A formação do grupo ocorreu em um momento crucial para a música de Pernambuco, quando seus integrantes se dedicaram a explorar a Zona da Mata Norte do estado. Incorporaram gêneros tradicionais como maracatu rural e cavalo marinho ao seu repertório autoral, criando uma síntese inovadora entre a tradição folclórica e a sensibilidade contemporânea. Esta abordagem resultou em composições que dialogavam tanto com as raízes mais profundas da cultura pernambucana quanto com as tendências musicais urbanas da época.

Contribuição à cena musical brasileira

A intenção central de Cláudia Dias Perez e Shinji Shiozaki ao dirigirem este documentário foi demonstrar como o Mestre Ambrósio funcionou como um agente transformador na percepção que o Brasil tinha sobre a força da cultura popular pernambucana. A narrativa do filme parte do Recife dos anos 1990 para contextualizar o surgimento da banda através de imagens de arquivo inéditas e entrevistas exclusivas com os integrantes do grupo.

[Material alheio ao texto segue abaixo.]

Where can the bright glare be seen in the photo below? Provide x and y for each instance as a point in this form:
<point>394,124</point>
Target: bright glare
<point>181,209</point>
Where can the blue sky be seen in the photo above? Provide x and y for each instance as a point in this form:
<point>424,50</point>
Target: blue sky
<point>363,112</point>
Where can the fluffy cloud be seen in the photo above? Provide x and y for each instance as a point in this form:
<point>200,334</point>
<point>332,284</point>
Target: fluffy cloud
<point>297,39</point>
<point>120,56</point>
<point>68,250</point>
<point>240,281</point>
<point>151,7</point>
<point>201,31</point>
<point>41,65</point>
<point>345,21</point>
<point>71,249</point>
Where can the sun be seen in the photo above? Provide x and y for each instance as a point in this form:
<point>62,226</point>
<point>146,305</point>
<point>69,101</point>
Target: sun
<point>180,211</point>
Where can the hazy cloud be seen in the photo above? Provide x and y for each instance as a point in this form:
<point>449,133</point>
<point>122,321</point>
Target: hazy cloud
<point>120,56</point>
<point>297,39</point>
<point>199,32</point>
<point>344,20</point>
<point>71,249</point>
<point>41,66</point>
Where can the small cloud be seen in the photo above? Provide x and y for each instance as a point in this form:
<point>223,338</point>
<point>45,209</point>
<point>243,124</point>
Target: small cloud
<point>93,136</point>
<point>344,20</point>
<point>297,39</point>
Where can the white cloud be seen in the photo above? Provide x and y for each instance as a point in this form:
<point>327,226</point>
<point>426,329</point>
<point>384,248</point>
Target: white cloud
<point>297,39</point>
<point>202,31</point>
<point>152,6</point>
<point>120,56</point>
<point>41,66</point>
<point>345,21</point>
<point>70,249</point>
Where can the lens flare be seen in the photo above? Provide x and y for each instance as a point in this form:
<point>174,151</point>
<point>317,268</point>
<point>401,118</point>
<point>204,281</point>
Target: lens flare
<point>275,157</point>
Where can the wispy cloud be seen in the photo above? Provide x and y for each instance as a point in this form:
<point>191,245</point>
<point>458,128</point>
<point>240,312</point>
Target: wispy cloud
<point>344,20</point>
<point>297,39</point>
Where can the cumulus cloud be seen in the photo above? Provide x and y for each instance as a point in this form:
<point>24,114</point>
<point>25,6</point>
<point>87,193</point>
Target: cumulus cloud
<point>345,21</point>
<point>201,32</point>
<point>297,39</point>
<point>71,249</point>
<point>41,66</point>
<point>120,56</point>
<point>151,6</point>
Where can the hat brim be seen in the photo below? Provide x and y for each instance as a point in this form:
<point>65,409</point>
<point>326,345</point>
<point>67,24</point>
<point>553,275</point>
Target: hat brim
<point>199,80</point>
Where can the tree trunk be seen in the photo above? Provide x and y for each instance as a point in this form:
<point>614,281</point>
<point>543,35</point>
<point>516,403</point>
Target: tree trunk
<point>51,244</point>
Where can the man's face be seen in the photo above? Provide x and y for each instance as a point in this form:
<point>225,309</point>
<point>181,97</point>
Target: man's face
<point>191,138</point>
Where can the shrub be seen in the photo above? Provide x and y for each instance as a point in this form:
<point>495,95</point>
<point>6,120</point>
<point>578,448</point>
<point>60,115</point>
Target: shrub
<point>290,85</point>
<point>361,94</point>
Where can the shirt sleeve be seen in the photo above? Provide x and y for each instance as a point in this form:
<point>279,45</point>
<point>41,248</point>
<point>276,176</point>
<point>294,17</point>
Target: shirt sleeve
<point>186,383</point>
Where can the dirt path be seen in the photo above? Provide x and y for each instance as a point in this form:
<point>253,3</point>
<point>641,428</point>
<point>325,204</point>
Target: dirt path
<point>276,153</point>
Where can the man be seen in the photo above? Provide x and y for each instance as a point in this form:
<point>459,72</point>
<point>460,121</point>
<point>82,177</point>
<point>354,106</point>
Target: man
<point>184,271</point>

O documentário evidencia como a banda sintetizou as músicas rural e urbana do estado, estabelecendo pontes entre o movimento Armorial e a geração Manguebeat. Esta conexão revelada no filme demonstra que o Mestre Ambrósio foi muito mais que um grupo alternativo: tratava-se de um espaço de encontro entre diferentes gerações de pensadores musicais pernambucanos, funcionando como um ponto de convergência entre tradição e modernidade.

Depoimentos e registros especiais

O filme apresenta contribuições de personalidades importantes da cena musical brasileira, incluindo depoimentos de Lenine e Marina Person, duas figuras fundamentais para compreender a evolução da música pernambucana contemporânea. Além disso, contém registros de números do show apresentado pelo grupo durante seu retorno à ativa após quase duas décadas de afastamento, proporcionando ao espectador a oportunidade de testemunhar visualmente a qualidade e energia das apresentações do Mestre Ambrósio.

A decisão dos diretores de incluir material de arquivo inédito e entrevistas nunca antes divulgadas oferece uma abordagem investigativa que vai além do convencional, criando um documento histórico valioso para compreender não apenas o grupo em questão, mas todo um período formativo da música alternativa brasileira.

Relevância do resgate histórico

Através de seus 126 minutos, 'Quando a gente vira um – Mestre Ambrósio' reposiciona a importância de um grupo que frequentemente foi ofuscado por narrativas que privilegiaram outras bandas do período. O documentário serve como ferramenta de educação musical e cultural, permitindo que novas gerações compreendam a complexidade e a riqueza do movimento que transformou Recife em um epicentro de inovação musical na década de 1990.

A exibição do filme no festival In-Edit Brasil representa um reconhecimento formal da importância histórica do Mestre Ambrósio e sua contribuição inestimável à cena musical pernambucana e brasileira. O documentário não apenas preserva a memória de um grupo fundamental, mas também reafirma a relevância contínua de sua música e mensagem para o público contemporâneo.